El ex consejero de Sanidad de la Comunidad de Madrid ha pasado a engrosar la lista de derrotados invencibles que inauguró hace años El Roto, cuando le cerraron El Independiente, y se sintió tan perdedor como orgulloso. Fernández-Lasquetty estaba ayer algo apesadumbrado, pero hoy ya mostraba otra cara porque su victoria es cada vez más inapelable, lo que pasa es que a muchos les costará advertirla. Es el triunfo de quien sabe aceptar el juego de la política, quien no teme asumir responsabilidades y quien no se escuda ni en los demás ni en las circunstancias para justificar sus hechos.
Una vez decidida, aceptada y declarada, la dimisión es una suerte de bálsamo que te debe de dejar más suave que un guante. Y el conocer las propias limitaciones es una manera formidable de seguir pegado al terreno. Y luego están también las comparaciones, que en el ámbito político son pocas, pero rutilantes: Adolfo Suárez, Alfonso Guerra, Antoni Asunción, Manuel Pimentel…
Quizá aún no haya podido pensarlo, pero Fernández-Lasquetty es ahora más, mucho más libre que hace unas horas. Siendo consejero, seguiría atrapado en ese bucle en el que se ha había convertido la externalización, convertido en el adalid de una privatización inexistente, objetivo preferente de mareas y otras manifestaciones del desconocimiento humano. Ahora es todavía ex consejero y pronto no será nada, tan solo un recuerdo, ligado a un proyecto, que pudo ser y no fue. Y toda esa secuencia de instantáneas las podrá recordar con un sosiego y una certidumbre que no ha podido disfrutar en estos angustiosos quince meses de pugna por algo tan sencillo, y a la vez difícil, como es gobernar, no importa la mayoría que se tenga.

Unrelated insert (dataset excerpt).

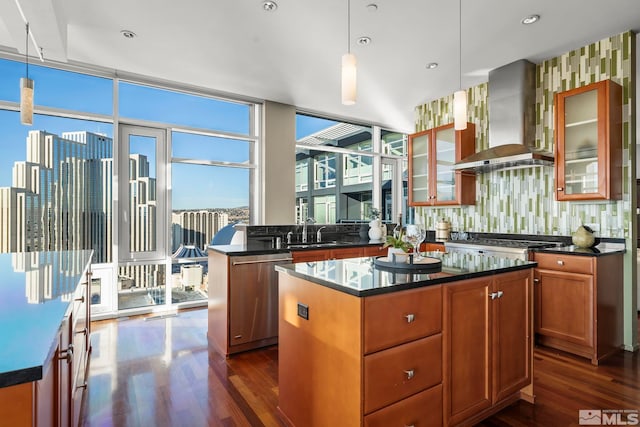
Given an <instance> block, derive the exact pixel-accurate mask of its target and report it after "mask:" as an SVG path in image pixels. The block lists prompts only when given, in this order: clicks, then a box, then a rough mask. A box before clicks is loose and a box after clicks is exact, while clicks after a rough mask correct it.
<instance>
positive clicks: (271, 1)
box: [262, 0, 278, 12]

La atracción de la derrota, desde el Titanic hasta el Atleti, es tan vieja como auténtica. Solo con el fracaso se pueda hacer algo de (mala) literatura. Y nada más que las dificultades generan el aplauso y el reconocimiento ajeno. Antes de dimitir, Fernández-Lasquetty podía estar en lo cierto, o estar equivocado, pero ahora sus hechos hablan por él: la dimisión es lo obligado en un político cabal, pero, amigo, hay que dimitir, y eso lo ha hecho él.
Algunos dirán que no hay dimisión, sino obligación. Por la derrota, por la indicación de un presidente en apuros, por falta de energía para seguir adelante… Qué más da, es la renuncia lo que humaniza y la que despierta adhesiones en los que no hace mucho estaban en la barricada. Quedarse sin amigos es malo, pero algunos lo van a pasar peor quedándose sin el enemigo Lasquetty. Vamos a ver quién les mantiene ahora la celebridad que han conseguido gracias al proyecto del ex consejero.
Cabe la duda razonable de si la externalización era su proyecto político, si lo pudo reflexionar, formular y llevar a cabo con el convencimiento ideológico necesario o solo fue el plan de la crisis, la alternativa al desastre, el volantazo ante el último centímetro de curva. Pero tampoco importa mucho saber la respuesta, porque aquí también fue ejemplar Fernández-Lasquetty: transmitió la externalización como una posibilidad de mejora por la que merecía la pena luchar y perseverar. A otros les valió con suscribir lo obvio, no tocar nada, defender la gestión clásica que en este país es lo mismo que hacer un gran servicio a la sanidad pública, cuando en el fondo es todo lo contrario. Esos que no libraron la batalla siguen hoy en sus puestos, algunos hasta de consejeros.
Igual que El Roto abrió otra ventana tras El Independiente, lo mismo Lasquetty tiene otra oportunidad política para aprovechar su bagaje, su tenacidad, su liderazgo y su libertad de pensamiento. Desde donde esté, es más que probable que asista a los denodados esfuerzos de sus sucesores por sostener, modernizar y mejorar un sistema cuyos defectos no hay por donde cogerlos. Y en las dificultades que vendrán, sabrá entender, como buen perdedor, que nada hay más difícil en política que vencer y convencer.